Author SummaryDespite their many differences, the meiotic and mitotic divisions of the early embryo take place within the same cytoplasmic space. The oocyte-to-embryo transition is the process by which an oocyte, which initially undergoes meiosis, becomes “adapted” to support the rapid mitotic divisions of embryogenesis. This involves fertilization as well as the stockpiling of proteins and mRNA for the transcriptionally silent early embryo. The Anaphase Promoting Complex/Cyclosome (APC/C) is a large protein complex that is active during both mitosis and meiosis and is responsible for targeting certain proteins for degradation.
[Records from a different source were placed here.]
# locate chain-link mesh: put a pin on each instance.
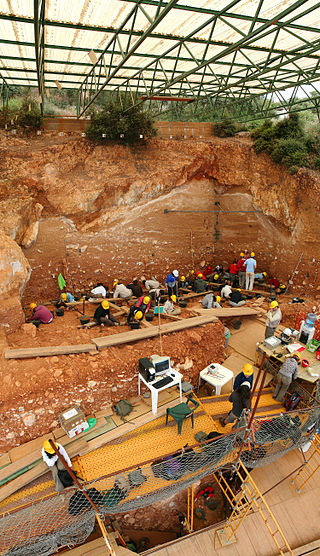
(67, 519)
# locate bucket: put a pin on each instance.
(60, 312)
(310, 320)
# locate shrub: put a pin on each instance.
(113, 122)
(224, 129)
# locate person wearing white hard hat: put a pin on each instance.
(273, 319)
(172, 282)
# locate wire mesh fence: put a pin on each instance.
(67, 519)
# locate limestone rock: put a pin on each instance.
(14, 274)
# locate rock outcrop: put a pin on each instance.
(14, 274)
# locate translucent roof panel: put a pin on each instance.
(188, 48)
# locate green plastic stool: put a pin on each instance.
(181, 412)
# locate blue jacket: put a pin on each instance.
(171, 280)
(240, 378)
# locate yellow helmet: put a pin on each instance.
(247, 369)
(48, 448)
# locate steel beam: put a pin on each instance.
(39, 29)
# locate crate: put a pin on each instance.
(313, 345)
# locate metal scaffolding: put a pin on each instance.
(242, 55)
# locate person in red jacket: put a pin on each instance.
(242, 271)
(40, 315)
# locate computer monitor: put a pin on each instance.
(160, 363)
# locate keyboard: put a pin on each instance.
(163, 382)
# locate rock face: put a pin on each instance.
(14, 274)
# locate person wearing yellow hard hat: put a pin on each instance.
(242, 270)
(120, 290)
(211, 301)
(287, 373)
(40, 315)
(250, 265)
(143, 304)
(169, 306)
(274, 317)
(245, 375)
(50, 457)
(103, 316)
(98, 291)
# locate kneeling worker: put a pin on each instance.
(40, 315)
(103, 316)
(169, 308)
(51, 459)
(246, 375)
(143, 304)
The discovery of the existence of APC/C activators that are present only during meiosis hinted at the possibility that this complex also functions to regulate protein degradation during the oocyte-to-embryo transition. Here we study Cortex, a female- and meiosis-specific activator of the APC/C in the fruit fly Drosophila melanogaster. We find that Cortex activity is necessary for the degradation of Matrimony, a key regulator of female meiosis in Drosophila. Matrimony itself inhibits Polo kinase, another important regulator of both mitosis and meiosis that also functions in chromosome segregation, centrosome dynamics, and cytokinesis. When excess Matrimony protein is not removed from the early embryo, developmental defects arise. Together our findings demonstrate that the precise regulation of Matrimony levels in the egg is necessary for the switch from meiosis to mitosis.